Daphne nahm an der Beerdigung in Ashurst teil, weil sie, wie sie später erklärte, sehen mußte, wie der Sarg ins Grab gelassen wurde, bevor sie überzeugt sein konnte, daß Guy Trentham wirklich nicht mehr unter uns weilte.
Percy erzählte mir später, daß er sie gerade noch davon hatte abhalten können, den Totengräbern zu helfen, als sie das Grab mit guter englischer Erde zuschütteten. Daphne sagte, daß sie nach wie vor skeptisch war, was die angegebene Todesursache betraf, auch wenn sie keine Beweise hatte.
»Zumindest werden wir aus dieser Richtung keine Unannehmlichkeiten mehr haben«, meinte Percy abschließend.
Ich runzelte die Stirn. »Das kann ich erst glauben, wenn sie Mrs.

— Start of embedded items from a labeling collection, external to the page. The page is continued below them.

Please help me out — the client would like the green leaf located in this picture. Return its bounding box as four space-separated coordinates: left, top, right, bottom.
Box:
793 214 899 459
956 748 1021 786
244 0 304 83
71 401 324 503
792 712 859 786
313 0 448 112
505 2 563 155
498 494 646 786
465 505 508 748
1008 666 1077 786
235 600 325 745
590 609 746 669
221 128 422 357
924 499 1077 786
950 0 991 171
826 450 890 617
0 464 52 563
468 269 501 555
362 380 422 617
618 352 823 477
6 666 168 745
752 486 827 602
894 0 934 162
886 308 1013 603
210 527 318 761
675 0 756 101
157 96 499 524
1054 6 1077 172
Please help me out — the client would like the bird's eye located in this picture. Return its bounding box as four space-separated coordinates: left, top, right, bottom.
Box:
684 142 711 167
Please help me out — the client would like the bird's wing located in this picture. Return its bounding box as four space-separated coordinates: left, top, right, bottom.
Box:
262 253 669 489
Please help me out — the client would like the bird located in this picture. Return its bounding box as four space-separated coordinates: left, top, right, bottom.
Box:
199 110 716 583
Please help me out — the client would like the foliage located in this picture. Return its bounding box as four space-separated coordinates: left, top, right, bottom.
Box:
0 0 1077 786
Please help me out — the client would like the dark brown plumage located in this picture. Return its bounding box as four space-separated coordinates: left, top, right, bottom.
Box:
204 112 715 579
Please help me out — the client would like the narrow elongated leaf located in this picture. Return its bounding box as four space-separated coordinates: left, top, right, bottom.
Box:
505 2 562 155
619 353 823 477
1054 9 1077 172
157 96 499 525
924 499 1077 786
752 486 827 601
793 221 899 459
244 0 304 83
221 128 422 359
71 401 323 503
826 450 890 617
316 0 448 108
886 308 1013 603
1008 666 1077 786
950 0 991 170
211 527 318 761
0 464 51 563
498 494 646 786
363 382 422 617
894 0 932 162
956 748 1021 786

Trentham neben ihn gelegt haben.«
26
1929 zogen die Trumpers in ein größeres Haus in Little Boltons um. Daphne versicherte ihnen, auch wenn es »Little« hieß, sei es doch ein Schritt in die richtige Richtung. Mit einem Blick auf Becky fügte sie hinzu: »Aber es ist immer noch ein gutes Stück bis zum Eaton Square, meine Lieben.«
Die Einstandsfeier der Trumpers hatte eine doppelte Bedeutung für Becky. denn sie würde am nächsten Tag ihr Magister Artium-Diplom erhalten. Als Percy sie aufzog, weil sie so lange für die Diplomarbeit über ihre große Liebe, Bernardino Luini, gebraucht hatte, sagte sie, daß ihr Mann daran nicht ganz unschuldig gewesen sei.
Charlie versuchte gar nicht, sich zu verteidigen, sondern schenkte Percy noch einen Cognac ein, ehe er eine Zigarre abschnitt.
»Hoskins wird uns zur Feier fahren«, erklärte Daphne, »wir werden uns also dort sehen. Das heißt, wenn sie diesmal so nett sind, uns einen Platz in den vorderen dreißig Reihen zuzuteilen.«
Charlie freute sich, als er sah, daß Daphne und Percy nur eine Reihe hinter ihnen und so nahe genug an der Bühne saßen, um die ganze Zeremonie verfolgen zu können.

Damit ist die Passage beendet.